Five Tips for Easier Data Governance
Five steps you can take to ease the trauma of starting data governance.
For Sunil Soares, director of information governance at IBM, it's simple: Big data is just another category of information. And what that means, in a very practical way, is it needs governance just like any other data.
"I've come to the conclusion over the next 12-18 months, as companies implement big data programs, they're going to have to get their arms around what we call big data governance," Soares said during a recent ITBE interview. "I think of big data as just another category of information."
Most people seem to assume that with Big Data, the sample size is so large, it negates any data quality problems, according to Jim Harris of the OCDQ Blog. In a recent OCDQ Radio spot, Harris questioned statistician and data expert Dr. Thomas C. Redman, aka the "Data Doc," about that assumption.
Redman explained that when he looked at automatically generated data, if could be fine - but when it wasn't, he found "massive quantities of it were fouled up."
"Maybe the analogy is in big data, indeed, the fat finger stuff is like a teaspoon full of red dye in the lake but machine-generated stuff is the spillage from a raw sewage and stuff that gets dumped in from people who are trying to get rid of stuff," he said. "There's lots and lots of sources of pollution."
What that means is, the only way to ensure your analysis is sound is to ensure you have a governance program in place for Big Data.
In the typical information governance program, that means dealing with data quality and governance, whether it's master data governance, metadata governance, reference data governance, he points out. And increasingly, it will mean dealing with Big Data governance.

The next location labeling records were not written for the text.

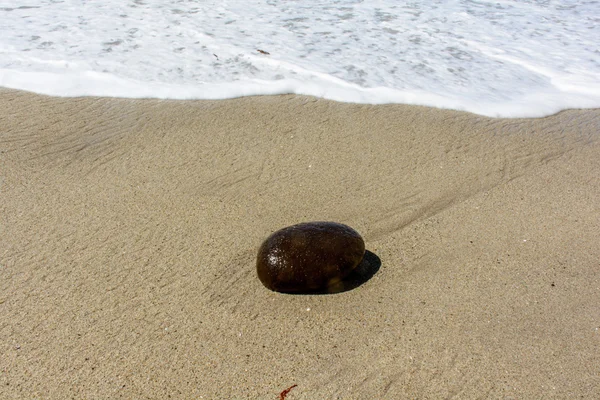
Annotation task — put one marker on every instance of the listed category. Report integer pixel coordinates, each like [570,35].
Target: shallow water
[497,58]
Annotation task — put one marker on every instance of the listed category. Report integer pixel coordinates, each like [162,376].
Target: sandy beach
[129,231]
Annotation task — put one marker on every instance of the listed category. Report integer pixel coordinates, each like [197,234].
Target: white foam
[501,58]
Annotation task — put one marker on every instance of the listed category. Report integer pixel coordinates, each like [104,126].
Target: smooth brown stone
[309,257]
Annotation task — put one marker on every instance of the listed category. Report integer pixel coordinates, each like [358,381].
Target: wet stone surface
[309,257]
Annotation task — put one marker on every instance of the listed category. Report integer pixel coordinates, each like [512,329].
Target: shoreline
[129,231]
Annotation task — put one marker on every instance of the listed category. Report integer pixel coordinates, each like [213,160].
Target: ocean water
[503,58]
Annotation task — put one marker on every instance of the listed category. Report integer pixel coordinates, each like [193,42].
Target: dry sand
[129,229]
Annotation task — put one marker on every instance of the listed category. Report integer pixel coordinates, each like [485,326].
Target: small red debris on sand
[285,392]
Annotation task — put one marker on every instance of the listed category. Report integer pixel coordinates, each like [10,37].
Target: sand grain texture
[129,230]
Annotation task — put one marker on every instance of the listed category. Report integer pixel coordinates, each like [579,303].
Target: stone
[309,257]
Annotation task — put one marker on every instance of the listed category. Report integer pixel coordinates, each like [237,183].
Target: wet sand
[129,231]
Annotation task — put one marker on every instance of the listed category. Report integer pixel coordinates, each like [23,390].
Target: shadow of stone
[365,270]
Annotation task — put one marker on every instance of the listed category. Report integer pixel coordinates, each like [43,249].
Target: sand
[129,231]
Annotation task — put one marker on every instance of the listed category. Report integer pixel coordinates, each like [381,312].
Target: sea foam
[494,58]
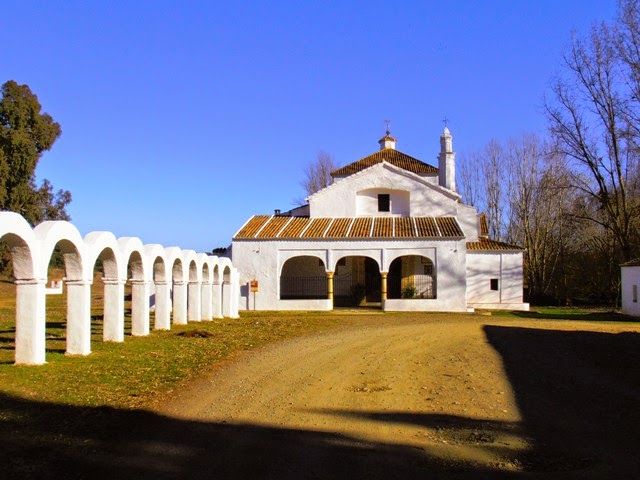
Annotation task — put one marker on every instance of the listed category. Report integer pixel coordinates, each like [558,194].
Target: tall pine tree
[25,134]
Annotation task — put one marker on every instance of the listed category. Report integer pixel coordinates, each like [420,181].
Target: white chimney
[447,161]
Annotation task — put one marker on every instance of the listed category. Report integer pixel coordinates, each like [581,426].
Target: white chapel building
[390,232]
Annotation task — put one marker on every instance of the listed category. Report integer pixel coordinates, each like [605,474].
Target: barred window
[384,202]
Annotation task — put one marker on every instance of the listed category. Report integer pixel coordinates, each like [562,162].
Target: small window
[384,202]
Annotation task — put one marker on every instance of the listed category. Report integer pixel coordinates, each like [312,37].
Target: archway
[357,282]
[412,276]
[303,278]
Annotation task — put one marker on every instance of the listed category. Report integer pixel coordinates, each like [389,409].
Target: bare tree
[495,171]
[591,117]
[470,179]
[317,175]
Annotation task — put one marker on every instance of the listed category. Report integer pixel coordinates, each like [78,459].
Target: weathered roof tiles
[282,227]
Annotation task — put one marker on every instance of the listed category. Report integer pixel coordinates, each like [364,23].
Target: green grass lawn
[144,369]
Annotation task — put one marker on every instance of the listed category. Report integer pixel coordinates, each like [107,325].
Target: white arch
[131,247]
[206,288]
[31,251]
[194,293]
[78,279]
[30,290]
[226,286]
[216,288]
[51,233]
[17,233]
[99,244]
[179,279]
[156,259]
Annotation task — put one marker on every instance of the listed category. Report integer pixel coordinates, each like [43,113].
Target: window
[384,202]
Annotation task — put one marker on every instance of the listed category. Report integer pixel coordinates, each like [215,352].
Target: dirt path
[456,399]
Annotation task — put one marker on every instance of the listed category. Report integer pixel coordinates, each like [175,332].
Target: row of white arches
[188,286]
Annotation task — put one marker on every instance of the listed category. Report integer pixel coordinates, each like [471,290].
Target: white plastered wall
[263,261]
[425,199]
[630,277]
[506,268]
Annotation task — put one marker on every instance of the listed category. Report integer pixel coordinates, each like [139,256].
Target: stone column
[78,317]
[226,299]
[383,289]
[162,314]
[140,308]
[234,294]
[113,320]
[206,310]
[180,303]
[30,321]
[194,302]
[216,296]
[330,287]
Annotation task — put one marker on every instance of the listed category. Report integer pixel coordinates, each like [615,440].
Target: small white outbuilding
[390,232]
[630,282]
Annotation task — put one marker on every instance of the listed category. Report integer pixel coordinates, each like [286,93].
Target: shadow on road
[579,396]
[39,440]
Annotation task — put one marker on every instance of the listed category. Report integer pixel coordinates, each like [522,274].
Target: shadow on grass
[40,440]
[579,396]
[577,316]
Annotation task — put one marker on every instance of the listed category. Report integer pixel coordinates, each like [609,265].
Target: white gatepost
[113,321]
[140,291]
[234,294]
[216,296]
[194,302]
[78,317]
[163,306]
[30,321]
[179,303]
[206,309]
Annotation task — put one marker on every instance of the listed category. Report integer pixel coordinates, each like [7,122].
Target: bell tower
[447,161]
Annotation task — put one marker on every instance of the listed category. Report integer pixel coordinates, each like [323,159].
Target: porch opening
[357,283]
[411,276]
[303,278]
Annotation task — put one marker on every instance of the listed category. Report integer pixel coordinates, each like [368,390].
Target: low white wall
[423,305]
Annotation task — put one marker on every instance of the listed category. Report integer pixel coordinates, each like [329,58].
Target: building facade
[389,232]
[630,284]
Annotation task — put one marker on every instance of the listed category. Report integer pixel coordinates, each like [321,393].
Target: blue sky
[181,119]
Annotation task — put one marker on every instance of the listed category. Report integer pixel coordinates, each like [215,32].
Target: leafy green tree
[25,134]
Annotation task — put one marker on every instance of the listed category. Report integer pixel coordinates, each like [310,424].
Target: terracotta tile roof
[281,227]
[316,227]
[272,229]
[426,227]
[486,245]
[405,228]
[382,227]
[339,228]
[392,156]
[253,226]
[448,227]
[361,227]
[294,228]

"I think the traditional disciplines in terms of data quality, metadata, information lifecycle management and security and privacy will still apply," Soares said.
In a January blog post, Soares outlined a framework for the scope of information governance, dividing it into three areas:
He shared an example to illustrate the importance of governing data. An oil and gas company used seismic, or geological, data to understand where they might find deposits of oil and gas. It already owned a seismic data set internally, but ended up purchasing a similar data set from an external provider just because it was called something else.
"You can see now they overspent, but they had a metadata problem at the end of the day around big data," he said. "I think that's a pretty good example."
Another good example of why Big Data should be governed: social media data.
"When you start dealing with social media data, you get into the realm of privacy issues as well," Sunil said. "If you do social media data in the aggregate that's one thing, but if you start going down to what did an individual customer tweet about, that can get into some significant privacy issues."
Sunil isn't the only one who thinks governance should top the to-do list for those exploring Big Data.
In December, Jill Dyche, head of Thought Leadership and Education at DataFlux and co-founder of the former Baseline Consulting, pointed out companies are forgetting about data governance in their rush to embrace Big Data:
But in our conversations about big data, we overlook something just as important as the enabling technologies: the business-driven policy-making and oversight of all that big data. Yep. We're forgetting data governance.
Part of that, she notes, is that many organizations are still in research mode. But if data governance programs are correctly designed in the first place, then there should be guiding principles that come into play for each data category, no matter how big your data, no matter how small.